You can try medicated shampoos with ingredients that help with the causes of scalp breakouts, such as:
- Benzoyl peroxide and tea tree oil, which fight bacteria that leads to acne
- Ciclopirox and ketoconazole, which combat fungal causes of acne
- Glycolic acid and salicylic acid, which remove dead skin cells that clog the pores
- Jojoba oil, which alleviates inflammation associated with acne
Skip hair products when you plan to stay home and try to use fewer formulas in general. Using multiple cosmetic items increases the chances of irritating and inflaming your scalp.
Step Up Your Schedule
If you tend to go more than a day or two without washing your hair, consider shampooing more frequently to stay on top of breakouts. It's especially important to wash your hair after you work out to get rid of excess sweat, dirt and oil.
When you shampoo, focus your efforts on your scalp to clear away clogging materials. You can also use a soft-bristled brush to gently exfoliate the area. After washing and conditioning your hair, be sure to rinse completely. Soap and product residue can cause breakouts along the hairline.
Keep It Clean
Contact with bacteria causes acne, so anything that touches your face, neck or head should be washed often. This includes pillowcases, bedding hats, headbands, visors and scarves. Clean phones and headsets frequently with antibacterial wipes.
Let the Scalp Breathe
If you spend several hours wearing a headscarf or hat each day, try to choose a looser garment to let air flow circulate to your scalp. When you're at home, leave your head bare if possible to prevent sweat and oil from becoming trapped.
Support Skin Health
Getting the right nutrients helps maintain the health of your skin, which means you'll experience fewer breakouts. Make sure you consume at least the recommended daily amount of vitamins A, D and E, either in your diet or with an over-the-counter supplement. Eating plenty of fresh fruits, whole grains and veggies supports overall wellness, which in turn keeps the scalp healthy.
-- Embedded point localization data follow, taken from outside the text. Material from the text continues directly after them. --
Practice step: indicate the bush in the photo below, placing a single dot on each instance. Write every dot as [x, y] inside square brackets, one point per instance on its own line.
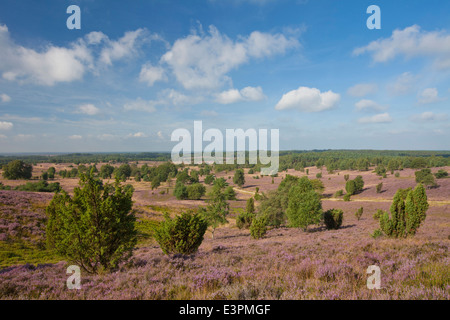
[16, 170]
[258, 229]
[244, 220]
[95, 228]
[195, 191]
[358, 213]
[376, 234]
[377, 215]
[408, 211]
[441, 174]
[333, 219]
[379, 187]
[181, 235]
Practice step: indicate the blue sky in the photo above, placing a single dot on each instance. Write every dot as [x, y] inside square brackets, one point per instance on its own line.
[138, 70]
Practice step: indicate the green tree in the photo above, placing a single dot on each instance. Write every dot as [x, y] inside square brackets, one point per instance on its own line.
[17, 169]
[181, 235]
[239, 178]
[304, 208]
[95, 228]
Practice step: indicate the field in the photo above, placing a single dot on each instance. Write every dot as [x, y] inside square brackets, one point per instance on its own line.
[287, 264]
Scalp breakouts sometimes result from allergic reactions. When you notice a blemish, write down your recent food and beverage intake. You may begin to see a pattern of acne that occurs when you eat certain ingredients, which will allow you to prevent the issue by avoiding these triggers.
See a Dermatologist
Some cases of scalp acne require medical treatment. Your dermatologist may prescribe stronger acne medications, light therapy, antibiotics or steroids to resolve serious breakouts that don't respond to self-care at home.
Keep in mind that it can take up to six weeks to notice a difference in your scalp with these strategies. See your doctor if your acne continues with treatment or causes more severe symptoms, such as inflammation, infection and hair loss.